Bouygues va jusqu’à investir dans des start-up jugées stratégiques, comme c’est le cas pour Intent Technologies, afin d’en garantir la pérennité. Pour détecter les start-up de valeur, Bouygues mène une veille systématique en France mais aussi en Amérique du Nord et en Asie à travers des antennes à San Francisco et à Tokyo.

 

Des services clés en main basés sur l'Internet des objets

Si Bouygues Telecom a pris de l’avance dans la transformation numérique, le but est d’accélérer maintenant celle des autres entités du groupe.

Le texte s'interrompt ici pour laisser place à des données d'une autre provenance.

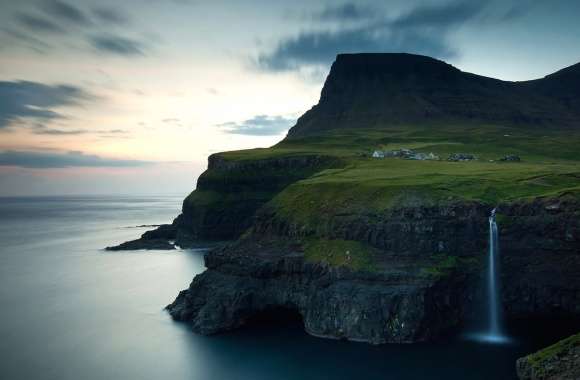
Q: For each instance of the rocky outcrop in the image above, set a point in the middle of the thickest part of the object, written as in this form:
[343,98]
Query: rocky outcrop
[369,90]
[390,306]
[228,195]
[410,295]
[560,361]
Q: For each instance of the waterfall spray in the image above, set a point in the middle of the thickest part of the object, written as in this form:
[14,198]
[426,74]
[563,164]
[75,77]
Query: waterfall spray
[494,329]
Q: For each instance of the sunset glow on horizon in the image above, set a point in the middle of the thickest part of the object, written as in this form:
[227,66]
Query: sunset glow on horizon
[129,95]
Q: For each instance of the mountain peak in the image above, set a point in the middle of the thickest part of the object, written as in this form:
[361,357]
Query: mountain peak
[377,90]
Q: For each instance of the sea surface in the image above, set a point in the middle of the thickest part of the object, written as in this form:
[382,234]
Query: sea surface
[70,310]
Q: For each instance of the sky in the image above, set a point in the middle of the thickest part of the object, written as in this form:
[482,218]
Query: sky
[110,97]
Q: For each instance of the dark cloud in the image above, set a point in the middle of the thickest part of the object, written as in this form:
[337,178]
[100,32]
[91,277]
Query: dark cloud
[31,42]
[117,45]
[423,30]
[66,12]
[320,48]
[440,17]
[260,125]
[38,24]
[345,12]
[52,160]
[111,16]
[23,99]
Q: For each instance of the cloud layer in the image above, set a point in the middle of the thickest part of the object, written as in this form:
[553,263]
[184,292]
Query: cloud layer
[102,28]
[260,125]
[53,160]
[24,99]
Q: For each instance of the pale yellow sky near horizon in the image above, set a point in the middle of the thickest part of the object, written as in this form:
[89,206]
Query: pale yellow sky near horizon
[165,82]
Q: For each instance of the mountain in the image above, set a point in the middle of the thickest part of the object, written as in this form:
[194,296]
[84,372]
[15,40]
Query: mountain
[392,249]
[377,90]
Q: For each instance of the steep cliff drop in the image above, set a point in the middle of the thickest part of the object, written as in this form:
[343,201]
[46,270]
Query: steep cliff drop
[390,248]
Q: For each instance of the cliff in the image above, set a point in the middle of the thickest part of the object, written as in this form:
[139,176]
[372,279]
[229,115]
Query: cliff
[413,274]
[370,90]
[391,250]
[559,361]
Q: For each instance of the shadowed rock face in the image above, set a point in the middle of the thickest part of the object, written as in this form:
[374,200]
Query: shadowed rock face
[402,301]
[370,90]
[429,254]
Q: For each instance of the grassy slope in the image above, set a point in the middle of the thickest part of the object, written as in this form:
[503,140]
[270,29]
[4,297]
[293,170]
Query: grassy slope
[550,166]
[542,361]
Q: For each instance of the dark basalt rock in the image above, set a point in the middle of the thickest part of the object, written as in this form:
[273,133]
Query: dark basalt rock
[399,302]
[333,302]
[369,90]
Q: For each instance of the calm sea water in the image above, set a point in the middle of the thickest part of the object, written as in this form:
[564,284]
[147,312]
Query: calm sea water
[69,310]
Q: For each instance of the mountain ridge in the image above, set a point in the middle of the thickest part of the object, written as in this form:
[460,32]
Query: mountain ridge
[386,89]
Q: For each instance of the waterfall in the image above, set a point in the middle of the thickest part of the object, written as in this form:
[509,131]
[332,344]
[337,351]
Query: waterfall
[494,328]
[491,329]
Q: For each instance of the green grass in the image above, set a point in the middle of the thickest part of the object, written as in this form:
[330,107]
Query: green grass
[360,185]
[351,254]
[539,359]
[550,166]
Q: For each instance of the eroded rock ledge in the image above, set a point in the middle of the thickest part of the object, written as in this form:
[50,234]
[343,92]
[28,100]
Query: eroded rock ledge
[421,284]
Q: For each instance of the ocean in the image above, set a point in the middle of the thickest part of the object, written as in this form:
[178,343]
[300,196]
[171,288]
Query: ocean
[70,310]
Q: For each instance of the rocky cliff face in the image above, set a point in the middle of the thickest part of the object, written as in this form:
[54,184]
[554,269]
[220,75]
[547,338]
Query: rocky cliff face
[369,90]
[414,293]
[561,361]
[227,196]
[391,250]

La transformation des process internes semble au milieu du chemin. Les systèmes d’information font déjà appel au cloud computing, au logiciel open source et aux méthodes agiles.

 

Mais dans les services, la plupart des métiers n’en sont qu au début même si Bouygues Energie Services propose déjà un service de gestion à distance des lampadaires pour les villes et contribue au système de parking intelligent à Nice. "L’Internet des objets offre un potentiel énorme de services clé en mains dans des domaines comme la mobilité urbaine ou l’éclairage public", estime Etienne Gaudin. Mais le plus dur réside dans le changement. Et là tout reste encore à faire.